Modern Colonialism: The Case of Costa Rica and the United Fruit Company

Micah X. Perez, Regis University

Newest, updated version of my finalized Honors Thesis.


This academic paper systematically investigates the intricate historical relationship between the United Fruit Company (UFC) and the socio-economic landscape of Costa Rica during the Liberal period from 1870 to 1940. By examining the direct relationship between the UFC's presence and the simultaneous growth of the tourism industry, coastal land development, and the consequential rise of the sex trade, this research elucidates the adverse impacts of foreign monopolies on the privatization of land. The study underscores the enduring repercussions of this phenomenon in contemporary Costa Rican society.
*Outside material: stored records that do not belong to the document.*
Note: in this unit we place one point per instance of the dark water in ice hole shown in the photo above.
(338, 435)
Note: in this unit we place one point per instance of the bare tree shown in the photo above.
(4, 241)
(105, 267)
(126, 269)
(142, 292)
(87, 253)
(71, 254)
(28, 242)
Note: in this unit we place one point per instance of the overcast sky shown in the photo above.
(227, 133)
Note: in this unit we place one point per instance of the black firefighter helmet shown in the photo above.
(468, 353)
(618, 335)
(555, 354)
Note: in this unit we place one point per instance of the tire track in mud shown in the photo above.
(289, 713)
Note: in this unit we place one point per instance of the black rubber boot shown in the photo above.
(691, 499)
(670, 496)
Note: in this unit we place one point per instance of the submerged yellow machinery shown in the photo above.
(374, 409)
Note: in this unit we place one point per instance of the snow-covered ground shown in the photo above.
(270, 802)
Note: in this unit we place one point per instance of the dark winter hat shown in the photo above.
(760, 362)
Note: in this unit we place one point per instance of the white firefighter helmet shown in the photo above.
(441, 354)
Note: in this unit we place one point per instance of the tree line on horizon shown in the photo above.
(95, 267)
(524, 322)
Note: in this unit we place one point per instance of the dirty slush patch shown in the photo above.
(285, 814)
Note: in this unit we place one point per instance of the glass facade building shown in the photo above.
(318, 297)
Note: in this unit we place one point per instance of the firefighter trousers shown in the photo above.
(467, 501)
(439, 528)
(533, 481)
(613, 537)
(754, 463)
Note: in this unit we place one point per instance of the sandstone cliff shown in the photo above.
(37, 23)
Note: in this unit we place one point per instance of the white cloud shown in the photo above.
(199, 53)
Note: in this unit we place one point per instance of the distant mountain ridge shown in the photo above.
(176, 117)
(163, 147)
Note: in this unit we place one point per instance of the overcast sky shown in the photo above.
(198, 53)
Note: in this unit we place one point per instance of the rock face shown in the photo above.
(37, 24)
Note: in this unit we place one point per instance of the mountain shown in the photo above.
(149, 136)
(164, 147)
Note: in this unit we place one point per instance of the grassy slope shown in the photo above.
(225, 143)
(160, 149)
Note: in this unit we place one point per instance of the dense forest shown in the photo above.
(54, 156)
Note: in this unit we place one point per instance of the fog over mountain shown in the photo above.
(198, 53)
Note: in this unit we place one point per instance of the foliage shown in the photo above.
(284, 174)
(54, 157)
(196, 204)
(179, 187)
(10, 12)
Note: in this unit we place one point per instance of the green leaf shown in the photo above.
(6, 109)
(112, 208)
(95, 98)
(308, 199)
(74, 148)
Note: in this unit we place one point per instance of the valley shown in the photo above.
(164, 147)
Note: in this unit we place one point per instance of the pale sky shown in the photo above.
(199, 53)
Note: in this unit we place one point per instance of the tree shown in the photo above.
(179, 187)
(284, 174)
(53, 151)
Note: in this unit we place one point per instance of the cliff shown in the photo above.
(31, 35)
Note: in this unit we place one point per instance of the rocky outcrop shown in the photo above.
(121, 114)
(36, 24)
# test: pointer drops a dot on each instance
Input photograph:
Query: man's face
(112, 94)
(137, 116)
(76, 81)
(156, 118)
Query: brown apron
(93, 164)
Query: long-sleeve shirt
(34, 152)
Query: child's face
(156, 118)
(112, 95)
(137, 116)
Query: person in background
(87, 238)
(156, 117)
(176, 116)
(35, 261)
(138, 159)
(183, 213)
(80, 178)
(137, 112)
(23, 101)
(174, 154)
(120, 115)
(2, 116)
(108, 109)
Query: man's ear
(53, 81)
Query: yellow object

Through historical analysis, this thesis argues that the UFC's actions in Costa Rica during the Liberal period took on a form of modern-day colonialism, impacting the socio-economic dynamics of the nation. By examining less-explored historical narratives, the paper seeks to acknowledge and address the often-neglected histories of exploited indigenous communities and Latin American countries under the influence of the United States. This academic endeavor not only illuminates the less visible aspects of the United States' involvement in Costa Rica but also the influence between the Global North’s corporate interests and local communities. Within the context of Central American history, the ethical considerations of the United States' influence on environmental and human health are key historical themes.